Three enantioselective enzymes had previously been identified as being responsible for the stereoselective conversion of diketone 1 to ketoalcohol (-)-2 in S. cerevisiae (Katz et al. 2003a). However, data on diastereoselectivity had not been reported. Our study indicated that the YDR368w over-expressing strain displayed the highest diastereoselectivity and also only slightly lower conversion than the previously identified strain over-expressing YMR226c (Katz et al. 2003a). Consequently, the YDR368w gene product was chosen as the most suitable reductase for exploring the whole-cell bioreduction of diketone 1. The generation of ketoalcohol 3 by cells over-expressing YMR226c, had not previously been reported (Katz et al. 2003a). The reason could be the low substrate concentration used in previous studies in combination with the use of an HPLC/refractive index detector system, which is significantly less sensitive than the GC-FID system used in the present work. We also observed that the substrate concentration significantly affected diastereoselectivity in the strain over-expressing YMR226c.

Clear benefits with regard to glucose requirements are achieved when reducing PGI activity in whole-cell yeast bioreductions (Katz et al. 2002, 2003a).
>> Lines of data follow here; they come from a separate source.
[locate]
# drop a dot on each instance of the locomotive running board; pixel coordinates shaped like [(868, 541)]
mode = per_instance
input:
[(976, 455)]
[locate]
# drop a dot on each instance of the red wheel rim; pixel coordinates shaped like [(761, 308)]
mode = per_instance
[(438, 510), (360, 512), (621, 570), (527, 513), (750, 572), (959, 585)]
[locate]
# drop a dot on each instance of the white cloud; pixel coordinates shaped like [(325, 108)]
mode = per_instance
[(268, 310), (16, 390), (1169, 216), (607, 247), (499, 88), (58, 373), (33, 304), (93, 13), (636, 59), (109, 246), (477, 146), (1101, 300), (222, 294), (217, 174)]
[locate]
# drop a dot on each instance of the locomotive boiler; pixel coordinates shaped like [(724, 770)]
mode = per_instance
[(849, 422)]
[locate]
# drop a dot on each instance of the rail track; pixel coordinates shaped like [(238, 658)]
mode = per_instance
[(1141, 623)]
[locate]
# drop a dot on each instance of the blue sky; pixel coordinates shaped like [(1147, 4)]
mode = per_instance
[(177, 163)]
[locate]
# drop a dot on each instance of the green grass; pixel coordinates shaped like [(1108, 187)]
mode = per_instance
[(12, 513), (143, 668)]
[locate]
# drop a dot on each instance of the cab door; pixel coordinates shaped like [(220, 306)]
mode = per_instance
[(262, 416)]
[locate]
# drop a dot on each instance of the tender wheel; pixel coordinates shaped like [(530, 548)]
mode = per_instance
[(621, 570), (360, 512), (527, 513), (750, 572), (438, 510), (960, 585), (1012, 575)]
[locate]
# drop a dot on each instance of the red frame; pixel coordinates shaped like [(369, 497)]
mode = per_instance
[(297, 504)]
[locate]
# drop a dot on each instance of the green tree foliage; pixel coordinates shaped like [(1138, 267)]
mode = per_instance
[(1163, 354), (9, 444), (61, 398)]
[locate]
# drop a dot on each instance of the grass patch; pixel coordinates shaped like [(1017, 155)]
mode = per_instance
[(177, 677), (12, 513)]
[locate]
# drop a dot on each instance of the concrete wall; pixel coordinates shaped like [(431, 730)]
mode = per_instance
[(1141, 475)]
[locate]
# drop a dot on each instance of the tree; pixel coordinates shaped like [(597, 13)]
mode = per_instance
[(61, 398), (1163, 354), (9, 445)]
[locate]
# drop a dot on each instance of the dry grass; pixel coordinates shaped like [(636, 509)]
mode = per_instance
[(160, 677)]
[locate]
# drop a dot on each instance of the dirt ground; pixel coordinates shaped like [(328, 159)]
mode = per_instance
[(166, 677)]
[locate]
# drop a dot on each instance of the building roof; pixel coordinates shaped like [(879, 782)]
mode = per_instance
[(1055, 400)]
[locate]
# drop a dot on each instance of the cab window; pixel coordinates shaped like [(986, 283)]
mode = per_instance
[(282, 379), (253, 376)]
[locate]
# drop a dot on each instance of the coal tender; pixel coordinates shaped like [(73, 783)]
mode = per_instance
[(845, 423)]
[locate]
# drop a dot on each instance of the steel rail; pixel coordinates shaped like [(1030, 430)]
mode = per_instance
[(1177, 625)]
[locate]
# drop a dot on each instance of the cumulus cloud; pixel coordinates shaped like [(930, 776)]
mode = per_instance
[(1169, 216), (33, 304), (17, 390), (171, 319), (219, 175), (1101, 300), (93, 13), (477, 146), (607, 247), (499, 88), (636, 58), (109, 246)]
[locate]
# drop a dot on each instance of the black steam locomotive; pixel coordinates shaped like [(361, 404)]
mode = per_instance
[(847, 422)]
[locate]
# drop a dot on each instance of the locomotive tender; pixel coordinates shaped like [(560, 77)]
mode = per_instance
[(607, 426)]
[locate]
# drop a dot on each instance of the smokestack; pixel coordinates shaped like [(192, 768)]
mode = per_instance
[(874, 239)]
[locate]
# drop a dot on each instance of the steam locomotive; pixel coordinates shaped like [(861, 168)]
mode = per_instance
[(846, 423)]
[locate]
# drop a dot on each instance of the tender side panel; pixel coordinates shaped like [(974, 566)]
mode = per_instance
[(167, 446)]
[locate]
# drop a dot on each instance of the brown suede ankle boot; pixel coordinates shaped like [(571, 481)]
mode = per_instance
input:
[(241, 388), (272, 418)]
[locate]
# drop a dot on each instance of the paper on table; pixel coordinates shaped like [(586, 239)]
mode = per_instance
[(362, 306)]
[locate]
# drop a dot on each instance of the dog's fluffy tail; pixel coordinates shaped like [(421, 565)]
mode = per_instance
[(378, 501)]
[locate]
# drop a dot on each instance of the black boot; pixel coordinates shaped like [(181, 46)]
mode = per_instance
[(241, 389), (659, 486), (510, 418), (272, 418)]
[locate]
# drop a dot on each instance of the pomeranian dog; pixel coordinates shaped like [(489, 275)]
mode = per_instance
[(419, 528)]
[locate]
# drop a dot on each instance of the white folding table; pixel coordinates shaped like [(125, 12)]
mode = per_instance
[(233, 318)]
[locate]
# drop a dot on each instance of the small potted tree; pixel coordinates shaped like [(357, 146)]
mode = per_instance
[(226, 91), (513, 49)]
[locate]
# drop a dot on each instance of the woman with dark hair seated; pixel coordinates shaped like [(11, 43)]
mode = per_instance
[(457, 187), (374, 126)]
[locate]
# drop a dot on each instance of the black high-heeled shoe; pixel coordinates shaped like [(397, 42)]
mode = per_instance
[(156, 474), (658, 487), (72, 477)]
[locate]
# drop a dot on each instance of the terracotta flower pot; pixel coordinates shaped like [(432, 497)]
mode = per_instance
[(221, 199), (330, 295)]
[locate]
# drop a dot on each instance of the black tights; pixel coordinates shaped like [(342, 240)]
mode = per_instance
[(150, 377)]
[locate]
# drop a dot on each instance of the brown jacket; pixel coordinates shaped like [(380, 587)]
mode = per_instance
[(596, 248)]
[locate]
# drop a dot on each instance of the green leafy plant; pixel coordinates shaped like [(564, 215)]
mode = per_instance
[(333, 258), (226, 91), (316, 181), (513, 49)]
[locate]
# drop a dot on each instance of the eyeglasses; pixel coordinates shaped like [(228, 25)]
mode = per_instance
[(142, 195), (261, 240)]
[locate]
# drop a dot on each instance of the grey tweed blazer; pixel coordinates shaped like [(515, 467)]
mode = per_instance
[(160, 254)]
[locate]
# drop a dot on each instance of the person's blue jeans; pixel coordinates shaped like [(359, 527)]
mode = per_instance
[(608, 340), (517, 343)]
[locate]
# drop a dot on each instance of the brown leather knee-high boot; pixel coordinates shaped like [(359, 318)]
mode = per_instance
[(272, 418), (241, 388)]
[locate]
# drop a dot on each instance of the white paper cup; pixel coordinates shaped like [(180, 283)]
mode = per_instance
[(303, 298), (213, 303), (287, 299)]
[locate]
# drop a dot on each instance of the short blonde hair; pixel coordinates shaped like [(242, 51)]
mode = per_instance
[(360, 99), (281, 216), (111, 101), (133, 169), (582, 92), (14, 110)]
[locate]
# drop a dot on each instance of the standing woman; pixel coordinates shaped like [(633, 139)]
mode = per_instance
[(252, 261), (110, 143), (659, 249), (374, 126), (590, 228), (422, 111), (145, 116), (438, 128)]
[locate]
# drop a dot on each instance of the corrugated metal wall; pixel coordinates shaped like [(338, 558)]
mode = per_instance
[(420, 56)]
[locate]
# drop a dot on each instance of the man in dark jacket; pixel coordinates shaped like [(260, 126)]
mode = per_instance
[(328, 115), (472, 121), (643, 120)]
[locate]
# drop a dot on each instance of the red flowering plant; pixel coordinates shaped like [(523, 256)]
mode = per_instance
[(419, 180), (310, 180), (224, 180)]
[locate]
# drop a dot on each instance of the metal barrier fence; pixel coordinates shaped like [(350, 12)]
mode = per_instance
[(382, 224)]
PGI works as a shunt between the pentose phosphate pathway (PPP) and the glycolysis; therefore, strains with reduced PGI activity display a restricted in vivo glucose consumption rate, which significantly lower co-substrate requirement (Katz et al. 2002). However, strains with altered PGI level grow poorly if not provided with a well-balanced mixture of fructose and glucose to supply metabolites for both pathways (Aguilera 1986). Our fed-batch yeast cultivation indeed indicated that further optimisation would be required for large-scale cultivation of strains with reduced PGI activity.
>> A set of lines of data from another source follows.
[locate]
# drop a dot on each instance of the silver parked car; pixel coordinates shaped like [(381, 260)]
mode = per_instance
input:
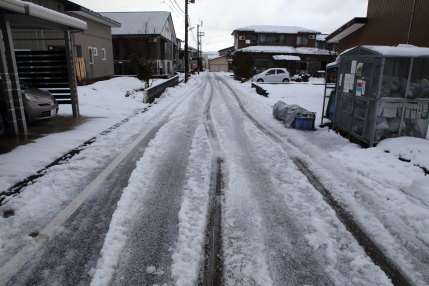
[(272, 75), (38, 104)]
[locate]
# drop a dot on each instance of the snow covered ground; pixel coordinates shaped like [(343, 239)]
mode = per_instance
[(102, 104), (387, 196)]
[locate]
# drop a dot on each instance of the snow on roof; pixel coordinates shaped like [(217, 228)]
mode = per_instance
[(286, 58), (213, 57), (399, 51), (138, 23), (286, 50), (276, 29), (321, 37)]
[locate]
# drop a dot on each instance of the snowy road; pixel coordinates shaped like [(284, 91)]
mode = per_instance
[(204, 193)]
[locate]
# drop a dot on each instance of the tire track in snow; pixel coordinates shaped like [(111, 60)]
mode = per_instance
[(211, 272), (370, 247), (63, 257), (257, 212)]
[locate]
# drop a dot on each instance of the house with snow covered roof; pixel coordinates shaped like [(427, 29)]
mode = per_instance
[(296, 48), (149, 34), (92, 48), (388, 22)]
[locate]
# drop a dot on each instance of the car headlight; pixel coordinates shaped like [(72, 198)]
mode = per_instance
[(30, 97)]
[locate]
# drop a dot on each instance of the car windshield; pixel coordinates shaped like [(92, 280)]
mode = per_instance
[(23, 85)]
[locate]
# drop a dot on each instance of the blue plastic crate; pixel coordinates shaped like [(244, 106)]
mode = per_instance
[(304, 123)]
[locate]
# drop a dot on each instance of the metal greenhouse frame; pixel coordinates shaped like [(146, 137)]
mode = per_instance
[(382, 92)]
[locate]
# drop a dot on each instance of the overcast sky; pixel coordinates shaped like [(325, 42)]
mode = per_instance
[(221, 17)]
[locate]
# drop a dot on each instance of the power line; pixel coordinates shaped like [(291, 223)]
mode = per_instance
[(174, 7), (174, 11)]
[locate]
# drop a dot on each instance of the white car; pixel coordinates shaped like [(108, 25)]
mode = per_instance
[(272, 75)]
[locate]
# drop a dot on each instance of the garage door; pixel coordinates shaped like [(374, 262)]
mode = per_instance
[(217, 68)]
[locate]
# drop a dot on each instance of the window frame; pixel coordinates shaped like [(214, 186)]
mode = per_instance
[(90, 56)]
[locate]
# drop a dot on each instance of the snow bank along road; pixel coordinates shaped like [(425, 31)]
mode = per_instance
[(197, 190)]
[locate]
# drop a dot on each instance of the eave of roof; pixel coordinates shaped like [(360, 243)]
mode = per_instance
[(42, 14), (347, 29), (139, 23), (87, 13)]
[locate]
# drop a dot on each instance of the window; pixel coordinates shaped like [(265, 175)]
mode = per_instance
[(271, 39), (395, 77), (78, 50), (302, 41), (90, 55)]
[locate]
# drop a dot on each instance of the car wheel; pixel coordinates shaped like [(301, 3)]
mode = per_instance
[(2, 125)]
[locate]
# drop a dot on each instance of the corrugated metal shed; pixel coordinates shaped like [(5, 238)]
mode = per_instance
[(138, 23)]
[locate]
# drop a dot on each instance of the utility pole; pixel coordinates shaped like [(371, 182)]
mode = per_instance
[(186, 39), (198, 48), (186, 42)]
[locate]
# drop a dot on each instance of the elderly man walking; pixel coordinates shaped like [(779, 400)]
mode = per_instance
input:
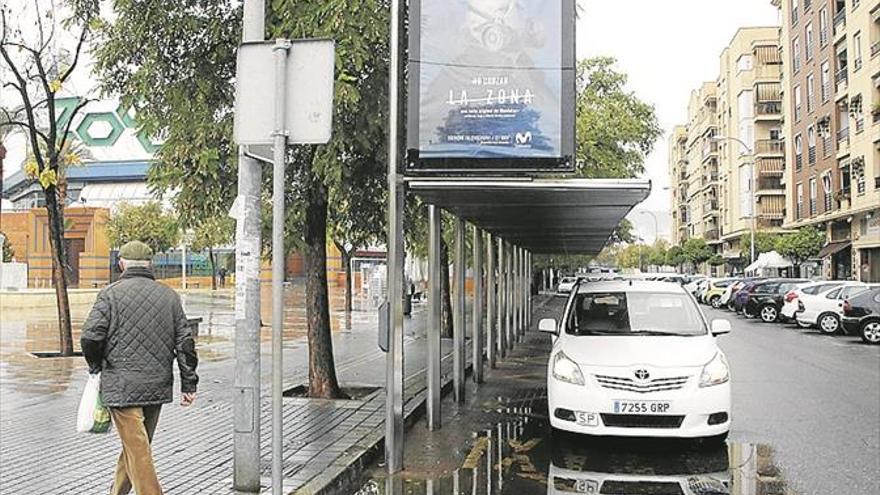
[(134, 332)]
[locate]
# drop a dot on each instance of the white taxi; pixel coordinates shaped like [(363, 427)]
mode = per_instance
[(637, 359)]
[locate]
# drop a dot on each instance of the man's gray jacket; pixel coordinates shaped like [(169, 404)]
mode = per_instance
[(134, 332)]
Substrate inhibition has previously limited the bioreduction of diketone 1 by recombinant yeast strains. Both reduction rate and metabolism were reported to gradually decrease at concentrations above 5 g/l, ending with an almost complete stop at 16 g/l (Katz et al. 2002). On the contrary, we observed very high yeast reduction rates above 30 g/l for strains with similar background. One difference between the two studies concerned the substrate preparation. In the previous study, diketone 1 was produced by the method of Almqvist et al. (1993), and reported to be of only >90% purity, whereas an improved method (Widegren et al. 2006) and an additional purification step were used in the present study. It is conceivable that inhibitory hydrophilic side products generated in the synthesis of diketone 1 may have been present in earlier work. We therefore recommend that acidic residues from the reagents in the synthesis of diketone 1 are removed by washing with sodium hydrogen carbonate. The comparison of the inhibition patterns of the two strains expressing YDR368w and YMR226c revealed a similar response to elevated substrate concentrations, indicating a general inhibition of yeast rather than specific enzymatic inhibition. The reduced glucose consumption observed at higher substrate concentrations also pointed in the same direction.
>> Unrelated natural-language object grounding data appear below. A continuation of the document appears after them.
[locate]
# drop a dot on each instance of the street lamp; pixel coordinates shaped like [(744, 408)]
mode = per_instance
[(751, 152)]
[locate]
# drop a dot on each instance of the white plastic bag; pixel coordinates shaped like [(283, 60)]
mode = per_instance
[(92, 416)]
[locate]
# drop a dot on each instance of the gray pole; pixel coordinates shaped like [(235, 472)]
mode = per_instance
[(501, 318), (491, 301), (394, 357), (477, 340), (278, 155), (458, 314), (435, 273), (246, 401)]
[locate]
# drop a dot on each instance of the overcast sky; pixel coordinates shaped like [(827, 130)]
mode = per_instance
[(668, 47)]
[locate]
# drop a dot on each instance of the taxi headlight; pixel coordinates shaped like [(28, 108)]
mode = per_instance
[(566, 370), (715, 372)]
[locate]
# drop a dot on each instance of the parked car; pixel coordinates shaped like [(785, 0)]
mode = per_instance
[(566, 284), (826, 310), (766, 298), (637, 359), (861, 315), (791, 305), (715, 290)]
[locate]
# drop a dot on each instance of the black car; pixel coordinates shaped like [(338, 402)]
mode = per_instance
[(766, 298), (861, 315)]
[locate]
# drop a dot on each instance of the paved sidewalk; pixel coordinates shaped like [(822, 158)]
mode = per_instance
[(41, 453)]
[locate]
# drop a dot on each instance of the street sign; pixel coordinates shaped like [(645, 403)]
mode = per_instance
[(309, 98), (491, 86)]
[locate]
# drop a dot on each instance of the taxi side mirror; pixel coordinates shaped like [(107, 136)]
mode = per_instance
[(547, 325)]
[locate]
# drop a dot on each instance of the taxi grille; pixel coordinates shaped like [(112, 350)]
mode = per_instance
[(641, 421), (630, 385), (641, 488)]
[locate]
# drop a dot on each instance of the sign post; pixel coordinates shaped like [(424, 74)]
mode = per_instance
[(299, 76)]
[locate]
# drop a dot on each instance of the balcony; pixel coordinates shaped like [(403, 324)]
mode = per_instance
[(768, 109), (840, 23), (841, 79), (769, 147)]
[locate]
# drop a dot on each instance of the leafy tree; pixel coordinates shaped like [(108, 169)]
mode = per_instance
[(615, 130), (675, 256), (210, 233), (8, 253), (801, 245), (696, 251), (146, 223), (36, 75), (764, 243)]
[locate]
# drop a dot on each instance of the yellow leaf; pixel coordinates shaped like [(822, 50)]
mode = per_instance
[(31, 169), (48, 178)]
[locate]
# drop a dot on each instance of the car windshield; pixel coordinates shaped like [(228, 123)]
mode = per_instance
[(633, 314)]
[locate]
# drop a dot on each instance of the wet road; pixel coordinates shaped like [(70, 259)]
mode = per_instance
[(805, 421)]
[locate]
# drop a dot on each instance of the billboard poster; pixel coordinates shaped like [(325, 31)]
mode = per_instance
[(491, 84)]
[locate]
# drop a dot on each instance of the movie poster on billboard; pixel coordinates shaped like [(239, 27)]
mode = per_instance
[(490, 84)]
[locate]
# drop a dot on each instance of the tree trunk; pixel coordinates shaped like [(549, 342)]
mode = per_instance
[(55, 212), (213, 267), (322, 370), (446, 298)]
In addition to batch experiments, two-phase and fed-batch systems were evaluated as means to improve yield and product titre by decreasing the substrate/product inhibition. However, no solvent combining good extracting properties for both substrate and product and high biocompatibility was identified for the two-phase systems. In addition, the fed-batch approach showed little difference compared to the batch mode whilst requiring careful fine-tuning of the feed rate as well as numerous experiments for optimisation. Therefore, the batch mode was found to be the more suitable set-up for bioreduction of diketone 1. In batch mode, a difference of two orders of magnitude in scale did not influence the reaction rate, whereas pH was shown to be very important for the yeast activity. Using pH control, it was possible to reach full conversion with high stereoselectivity, even when using fed-batch grown cells. In conclusion, the excellent stereoselectivity, high product titre and convenient workup described herein make this process well suited for laboratory scale production of pure ketoalcohol (-)-2.